No scientific connection has been made between the injection well and the contaminated water.

In Conroe, the fear is if the water became contaminated it could cause irreparable harm to the only water source for the half-million residents in Montgomery County. And that aquifer feeds additional underground streams that provide water to millions of other people in 54 counties.

Residents here also point to Hinkley, Calif., where Pacific Gas & Electric settled in 1996 for $333 million with 600 residents after the water became contaminated with cadmium and residents argued it was making them sick.

Shirley Hoagland is among the most vocal Conroe residents opposing the project. The well from which her family draws its water sits barely 300 feet from the proposed waste site.

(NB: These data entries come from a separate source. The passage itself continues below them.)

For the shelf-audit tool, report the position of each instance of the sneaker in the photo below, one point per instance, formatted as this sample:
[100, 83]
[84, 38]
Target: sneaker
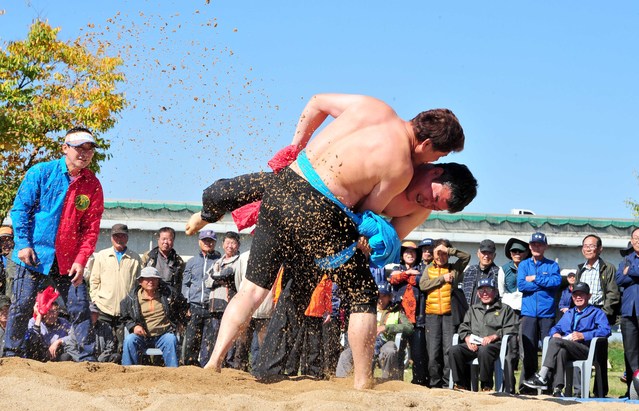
[536, 382]
[623, 378]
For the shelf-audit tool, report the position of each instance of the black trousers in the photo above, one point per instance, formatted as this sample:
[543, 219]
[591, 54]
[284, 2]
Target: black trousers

In 2005, when TexCom bought 27 acres in Conroe and applied for the permit, the fashionable, then-65-year-old evolved into a door-knocking grass-roots activist. First, she took her high heels and Texas twang door-to-door. Then she went on a petition drive. Today, she is a veteran leader of Citizens, Residents Oppose Wells.

"I don't want my water ruined," said Hoagland, whose home is adorned with a massive red sign declaring her opposition to the well. "I want my family safe."

Today, her group is backed by an army of angry residents, state lawmakers, local water authorities and the Montgomery County attorney, David Walker.

The city and county are concerned about water contamination and the hundreds of additional 18-wheelers that would travel the already congested, snaking road that leads to several rapidly growing subdivisions, Walker said.

The battle has already cost $200,000, he added, but they will go to court if necessary.

The TCEQ, anticipating further appeals and possible litigation, would only answer e-mailed questions. It acknowledged the state Railroad Commission reversed an initial position that stated the oil and gas resources would be unharmed, but did not indicate it would reconsider its permit.

The TCEQ also downplayed EPA officials' opposition to the project, saying the federal agency only suggested a "correction to a typographical error" to the draft permit.

"Waste activity authorizations are contentious and rarely supported by the majority of those who comment on the applications," the TCEQ said in an e-mail to The Associated Press. "That is why TCEQ relies solely on our scientific review and state and federal law to base our decisions."

Dellinger said the EPA is concerned the abandoned oil wells could act as conduits and believes the calculations TexCom used to test the shale's permeability were incorrect -- meaning the likelihood waste could migrate through the formation could be greater than estimated.

"We have expressed concern at both at various points in the process," Dellinger said.

In the end though, the residents may find their best friend is Denbury, the oil company that plans to pump carbon dioxide underground to extract minerals packed deep into the hard rock.

Already, Denbury has arrived at hearings with attorneys and conducted expensive seismic testing. After the test results were presented to the Railroad Commission as evidence the waste project could harm the minerals, the agency rescinded its "no harm" letter.

Denbury President Tracy Evans said the company will exhaust its internal agency appeals and views litigation as a possible solution.

"We will defend our position vigorously," Evans said, noting that while he doesn't believe the waste would migrate to the aquifers, "there is no question they will interfere with the oil and gas production."

In Texas, those could be fightin' words.